Urban Farming di Metro: Menghijaukan Kota dan Menghasilkan Pangan Sendiri

Di tengah keterbatasan lahan perkotaan, urban farming atau bercocok tanam di perkotaan telah menjadi tren yang semakin populer, termasuk di kota Metro, Lampung. Aktivitas ini bukan hanya sekadar hobi yang menyenangkan, tetapi juga bisa menjadi sumber pangan mandiri yang sehat, sekaligus memberikan kontribusi positif bagi lingkungan kota. Konsep ini membuktikan bahwa lahan sempit bukanlah penghalang untuk menciptakan ruang hijau yang produktif.

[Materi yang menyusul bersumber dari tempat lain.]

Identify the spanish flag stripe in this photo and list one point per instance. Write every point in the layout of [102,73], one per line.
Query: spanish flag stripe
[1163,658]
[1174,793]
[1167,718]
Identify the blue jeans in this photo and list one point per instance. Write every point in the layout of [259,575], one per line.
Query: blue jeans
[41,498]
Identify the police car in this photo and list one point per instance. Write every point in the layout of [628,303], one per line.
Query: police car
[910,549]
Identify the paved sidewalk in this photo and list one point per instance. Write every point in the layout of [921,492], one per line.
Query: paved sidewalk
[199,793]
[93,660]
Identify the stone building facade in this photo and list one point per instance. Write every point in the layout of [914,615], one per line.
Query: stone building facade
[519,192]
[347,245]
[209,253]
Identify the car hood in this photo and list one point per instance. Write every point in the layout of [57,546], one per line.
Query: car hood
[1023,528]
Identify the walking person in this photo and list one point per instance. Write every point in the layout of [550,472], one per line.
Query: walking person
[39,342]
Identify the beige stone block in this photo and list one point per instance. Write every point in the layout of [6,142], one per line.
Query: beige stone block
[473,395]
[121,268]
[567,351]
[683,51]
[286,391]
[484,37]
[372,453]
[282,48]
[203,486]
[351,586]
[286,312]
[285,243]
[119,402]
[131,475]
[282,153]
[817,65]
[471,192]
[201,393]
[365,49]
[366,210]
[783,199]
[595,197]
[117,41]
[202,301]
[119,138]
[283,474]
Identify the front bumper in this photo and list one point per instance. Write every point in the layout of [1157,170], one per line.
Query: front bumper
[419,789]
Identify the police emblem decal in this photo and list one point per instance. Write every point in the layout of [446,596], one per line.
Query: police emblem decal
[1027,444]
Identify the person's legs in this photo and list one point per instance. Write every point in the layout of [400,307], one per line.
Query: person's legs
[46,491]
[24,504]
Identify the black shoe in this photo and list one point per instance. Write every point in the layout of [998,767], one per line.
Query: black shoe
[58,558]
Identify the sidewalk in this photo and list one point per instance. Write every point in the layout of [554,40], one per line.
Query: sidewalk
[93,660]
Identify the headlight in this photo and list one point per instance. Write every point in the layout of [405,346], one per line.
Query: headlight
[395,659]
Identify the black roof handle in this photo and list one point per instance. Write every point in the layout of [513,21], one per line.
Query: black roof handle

Salah satu daya tarik utama dari bercocok tanam di perkotaan adalah kemampuannya untuk mengubah lahan-lahan kosong atau area terbatas menjadi kebun mini yang produktif. Masyarakat Metro memanfaatkan berbagai media, mulai dari pot-pot kecil di balkon, vertikultur di dinding, hingga hydroponic system di pekarangan rumah. Sayuran daun seperti selada, kangkung, bayam, hingga bumbu dapur seperti cabai dan tomat, seringkali menjadi pilihan favorit karena perawatannya relatif mudah dan hasilnya cepat panen.

Bagi banyak warga Metro, urban farming dimulai sebagai hobi semata. Kesibukan merawat tanaman, melihat benih tumbuh menjadi bibit, hingga memanen hasil panen sendiri, memberikan kepuasan tersendiri dan menjadi terapi relaksasi di tengah rutinitas padat. Aktivitas ini juga mendorong interaksi positif antar tetangga, di mana mereka bisa berbagi bibit, tips berkebun, atau bahkan hasil panen. Ini menciptakan komunitas yang lebih erat dan saling mendukung.

Namun, lebih dari sekadar hobi, urban farming juga berpotensi menjadi sumber pangan yang signifikan bagi rumah tangga. Dengan menanam sendiri, masyarakat bisa mendapatkan sayuran dan buah-buahan segar yang bebas pestisida dan bahan kimia berbahaya. Ini tidak hanya menjamin kualitas dan keamanan pangan, tetapi juga dapat mengurangi pengeluaran belanja dapur secara substansial. Di tengah fluktuasi harga bahan pangan, kemandirian ini memberikan ketahanan pangan yang lebih baik.

Selain manfaat personal, urban farming juga membawa dampak positif bagi lingkungan perkotaan. Keberadaan tanaman hijau membantu meningkatkan kualitas udara, mengurangi efek panas perkotaan (urban heat island), dan menambah estetika kota. Ini juga mendorong praktik keberlanjutan, seperti pengolahan kompos dari limbah dapur atau penghematan air.

Pemerintah Kota Metro dan berbagai komunitas lokal mulai menyadari potensi urban farming ini. Berbagai pelatihan dan pendampingan sering diadakan untuk mendorong lebih banyak warga terlibat. Dengan demikian, kegiatan bercocok tanam di perkotaan tidak hanya akan terus tumbuh sebagai hobi, tetapi juga menjadi gerakan nyata untuk mewujudkan kota Metro yang lebih hijau, sehat, dan mandiri secara pangan.